The result is that the 2 embeddings are the same, so it seems that the NNDescent object is not used at all. Is my assumption correct, or is the object used in some particular cases, which would explain why it was included in the tuple? I tried digging into the code, but I can't find the place where this object is used...

lmcinnes commented 2 years ago

It gets used if you ever apply a transform to new data where we need to query the nearest neighbors of the new data in the training set (and the NNDescent object is an efficient index/query oracle for this). In an ideal world anything that can function as an appropriate nearest neighbor search oracle trained on the original data would suffice, but the code probably isn't generalised to support such a thing. If you want to make a PR making that possible that would certainly be appreciated.

matthieuheitz commented 2 years ago

Oh I see, so that's the particular case! I'm not sure I'd have time to do a PR for this unfortunately. If anyone is interested, the methods/variables of NNDescent that are used by UMAP are:

In UMAP.transform():

In UMAP.update():

The new abstract object should probably have a more general interface, with simply query(), update() and neighbor_graph.

jlmelville commented 2 years ago

I think an alternative solution would be to move where the failure occurs:

  1. when validating the pre-computed knn, allow the NNDescent object to be optional and if it is not found, warn that the resulting reducer cannot be used to transform new data.
  2. add a check in transform to raise the ValueError there.

This would have the very minor downside of not causing an error until a user tried to transform new data, but allowing the pre-computed knn to be a lot simpler would be very helpful. This is the same strategy that I use in uwot and no-one has complained about it yet (well, not to me anyway).

  1. There is a related wrinkle not mentioned by @matthieuheitz but due to the presence of force_approximation_algorithm=True in the example code I suspect it was triggered: if you use a pre-computed knn with a small (i.e.
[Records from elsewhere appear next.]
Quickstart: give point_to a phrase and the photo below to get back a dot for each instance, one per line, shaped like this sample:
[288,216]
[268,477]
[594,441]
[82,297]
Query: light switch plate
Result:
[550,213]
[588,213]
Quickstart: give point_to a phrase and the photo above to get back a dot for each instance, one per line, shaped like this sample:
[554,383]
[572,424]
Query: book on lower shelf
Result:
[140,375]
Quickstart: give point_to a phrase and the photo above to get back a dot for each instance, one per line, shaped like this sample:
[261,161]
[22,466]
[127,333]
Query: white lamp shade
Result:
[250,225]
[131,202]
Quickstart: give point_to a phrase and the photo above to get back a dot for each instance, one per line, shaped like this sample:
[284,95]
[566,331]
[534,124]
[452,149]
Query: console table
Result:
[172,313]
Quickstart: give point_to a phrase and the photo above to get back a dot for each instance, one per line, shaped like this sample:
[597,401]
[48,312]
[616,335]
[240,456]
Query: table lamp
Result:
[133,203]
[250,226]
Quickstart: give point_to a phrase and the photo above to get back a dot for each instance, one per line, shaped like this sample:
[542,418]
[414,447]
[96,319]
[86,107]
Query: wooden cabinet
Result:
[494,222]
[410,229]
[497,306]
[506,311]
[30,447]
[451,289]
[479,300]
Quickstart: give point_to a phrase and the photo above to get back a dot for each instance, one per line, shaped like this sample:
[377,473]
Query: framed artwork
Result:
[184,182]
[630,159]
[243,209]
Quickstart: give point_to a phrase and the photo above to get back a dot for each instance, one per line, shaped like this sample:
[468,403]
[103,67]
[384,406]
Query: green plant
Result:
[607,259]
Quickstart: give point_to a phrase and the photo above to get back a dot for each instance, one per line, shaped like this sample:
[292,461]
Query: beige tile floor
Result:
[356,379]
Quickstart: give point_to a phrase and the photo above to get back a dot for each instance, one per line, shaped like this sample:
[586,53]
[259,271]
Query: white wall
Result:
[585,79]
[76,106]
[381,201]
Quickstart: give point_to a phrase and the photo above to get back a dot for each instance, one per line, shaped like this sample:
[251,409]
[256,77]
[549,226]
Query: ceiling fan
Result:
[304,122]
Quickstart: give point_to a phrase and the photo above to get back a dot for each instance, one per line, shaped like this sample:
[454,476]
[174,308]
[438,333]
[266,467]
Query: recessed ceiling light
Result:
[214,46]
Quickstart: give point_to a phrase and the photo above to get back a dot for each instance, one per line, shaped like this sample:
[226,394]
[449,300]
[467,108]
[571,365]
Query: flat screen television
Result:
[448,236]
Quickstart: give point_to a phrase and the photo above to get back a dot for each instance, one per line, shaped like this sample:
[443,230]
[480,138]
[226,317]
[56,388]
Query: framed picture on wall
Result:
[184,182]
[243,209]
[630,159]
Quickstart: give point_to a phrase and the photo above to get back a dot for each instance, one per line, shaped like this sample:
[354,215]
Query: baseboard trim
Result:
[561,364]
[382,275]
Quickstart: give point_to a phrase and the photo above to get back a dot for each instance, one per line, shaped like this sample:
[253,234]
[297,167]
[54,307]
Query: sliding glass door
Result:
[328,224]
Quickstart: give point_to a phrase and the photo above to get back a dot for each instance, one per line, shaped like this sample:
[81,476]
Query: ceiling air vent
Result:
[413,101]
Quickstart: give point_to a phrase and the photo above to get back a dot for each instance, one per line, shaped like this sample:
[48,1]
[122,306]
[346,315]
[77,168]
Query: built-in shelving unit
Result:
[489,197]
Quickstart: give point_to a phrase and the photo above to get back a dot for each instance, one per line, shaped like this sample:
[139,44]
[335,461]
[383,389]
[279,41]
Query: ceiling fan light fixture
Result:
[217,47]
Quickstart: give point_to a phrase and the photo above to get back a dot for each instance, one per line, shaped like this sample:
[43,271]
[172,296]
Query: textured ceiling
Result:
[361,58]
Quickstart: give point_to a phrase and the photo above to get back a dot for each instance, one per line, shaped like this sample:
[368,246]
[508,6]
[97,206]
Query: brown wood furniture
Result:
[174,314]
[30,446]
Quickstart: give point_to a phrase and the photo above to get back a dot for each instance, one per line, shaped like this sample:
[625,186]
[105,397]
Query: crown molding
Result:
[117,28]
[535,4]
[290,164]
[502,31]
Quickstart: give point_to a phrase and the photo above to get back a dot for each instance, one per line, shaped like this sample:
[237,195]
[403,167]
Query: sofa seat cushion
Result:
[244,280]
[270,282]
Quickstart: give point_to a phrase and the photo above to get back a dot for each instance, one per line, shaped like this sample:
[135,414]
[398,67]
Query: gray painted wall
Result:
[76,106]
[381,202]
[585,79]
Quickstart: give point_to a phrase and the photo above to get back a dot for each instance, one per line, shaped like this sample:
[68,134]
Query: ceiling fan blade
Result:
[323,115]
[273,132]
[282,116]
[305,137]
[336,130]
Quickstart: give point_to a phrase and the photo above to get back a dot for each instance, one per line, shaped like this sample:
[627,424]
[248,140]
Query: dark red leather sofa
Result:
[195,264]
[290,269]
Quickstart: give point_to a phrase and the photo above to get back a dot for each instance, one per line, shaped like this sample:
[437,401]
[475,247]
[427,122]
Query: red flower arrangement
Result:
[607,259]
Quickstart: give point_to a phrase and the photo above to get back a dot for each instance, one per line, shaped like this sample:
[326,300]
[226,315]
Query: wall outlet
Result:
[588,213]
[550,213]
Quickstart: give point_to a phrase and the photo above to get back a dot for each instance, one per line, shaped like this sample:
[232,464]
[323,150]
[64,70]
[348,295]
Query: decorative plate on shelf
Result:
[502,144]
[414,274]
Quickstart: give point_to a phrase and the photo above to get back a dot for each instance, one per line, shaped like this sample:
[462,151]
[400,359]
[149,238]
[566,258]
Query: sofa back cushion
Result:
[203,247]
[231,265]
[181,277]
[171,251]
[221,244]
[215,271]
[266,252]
N < 4096) dataset and don't set that parameter to True, you get a message that a pre-computed knn is only meant for big data and the supplied data will be ignored. But looking at the code, I don't think UMAP actually follows through on that threat:

https://github.com/lmcinnes/umap/blob/b4e9a318542e797015c2f9c631eab0e0550523c6/umap/umap_.py#L1956-L1961

I am not entirely sure what was intended here: I think it's to ensure that the PyNNDescent code path is followed?

@lmcinnes if 1-2 is an acceptable solution I am happy to take a crack at a PR for that, and 3 as well if I can understand what it's supposed to do.

lmcinnes commented 2 years ago

I like the 1-2 plan since there are other things that trigger warnings that transforms will not eb available and failure doesn't occur 'til later, so it fits the pattern. I would be very happy with a PR if you wanted to try that.

The plan for force_approximation_algorithm=True is to ensure the pynndescent code path gets run -- not least so tests can run with small datasets but exercise that code path. The warning is (likely? I can't recall) because the pre-computed knns were originally for large data since small datasets could simply use metric="precomputed", but to be honest there is no reason not to accept the precomputed knn even in the small case.